Assuming each type is composed of four conscious functions/attitudes, the role of the dominant, auxiliary, and inferior functions are relatively easy to understand. The dominant is the default mindset or attitude the subject sees the world with, the filter that life is experienced through. The auxiliary is the supporting function that is the opposite of the dominant in both orientation and whether it is information gathering or decision-making. Developing proper use of the auxiliary balances out the natural dominant function, enhancing it's scope. The auxiliary is also often idealized as something to aspire to. The inferior of course is the function we are most averse to, which we avoid and which still manifests itself negatively through the type.
However, the role of the tertiary function is often obscure, or glossed over in comparison. Despite being widely accepted today as being the same orientation as the dominant function, there is controversy over whether Jung believed this, or whether all functions including the tertiary are opposite in orientation to the dominant.
Assuming the tertiary is the same orientation as the dominant, it's role in one part is played out as entering a loop with the dominant function ("Tertiary Temptation") so that the subject avoids having to use the auxiliary function to balance the dominant and so enters a loop of double extroverted or introverted functions, ignoring either the inner or outer worlds. Another related purpose of the tertiary is that it is thought to be a "comfort point" for the type, that "protects" the dominant function and the natural inclination to use it and functions of the same orientation. Or it is used/made manifest in a way other than how the function should be used, such as a manipulative tertiary Fe in young ExTPs, at least until the early twenties when it supposedly begins to be used properly in most people. Alternatively, I have also heard that it is sometimes ignored completely (unlike the inferior which still shows up negatively). So which is it? What is the true purpose of the tertiary?

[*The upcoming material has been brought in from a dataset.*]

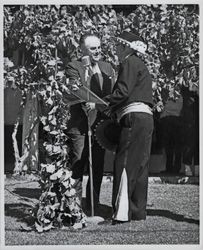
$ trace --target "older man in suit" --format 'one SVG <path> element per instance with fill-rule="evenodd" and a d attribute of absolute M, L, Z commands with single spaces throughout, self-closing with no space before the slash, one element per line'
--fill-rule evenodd
<path fill-rule="evenodd" d="M 66 77 L 69 78 L 69 84 L 74 87 L 75 81 L 89 86 L 100 98 L 109 95 L 114 84 L 114 70 L 112 66 L 101 61 L 101 41 L 95 34 L 85 34 L 81 37 L 80 46 L 83 56 L 89 57 L 88 68 L 83 58 L 72 61 L 66 66 Z M 88 76 L 87 74 L 88 73 Z M 88 77 L 88 81 L 87 78 Z M 70 141 L 70 163 L 73 171 L 73 178 L 76 181 L 76 190 L 82 198 L 82 177 L 84 167 L 88 162 L 88 121 L 87 112 L 94 113 L 92 122 L 92 131 L 95 125 L 105 116 L 95 109 L 95 103 L 80 103 L 71 106 L 71 118 L 67 123 L 67 134 Z M 103 177 L 105 150 L 100 147 L 96 140 L 93 139 L 92 145 L 92 168 L 93 168 L 93 196 L 94 207 L 97 209 L 99 203 L 100 187 Z M 88 180 L 86 188 L 86 205 L 90 208 L 90 183 Z"/>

As for myself as an INTP, I can relate to all of these except ignoring regarding my tertiary Si. Looking back, when growing up I can now see how I was in the Ti/Si tertiary temptation loop for many years, ignoring my Ne which appeared only infrequently, and acting very rigid and specific when it came to new experiences and certain rituals I associated with past memories, which probably influenced my confusion about whether I was a J or not (I was not "flexible" in any sense of the word, which made me think I couldn't possibly be a perceiver). I also relate to the tertiary as a comfort point. I enjoy the aspects of Si that relate to past memories and a connection to previous experiences; I can be pretty nostalgic/melancholy.
So, what is the role of your tertiary function in your experience? What do you think it's true purpose is?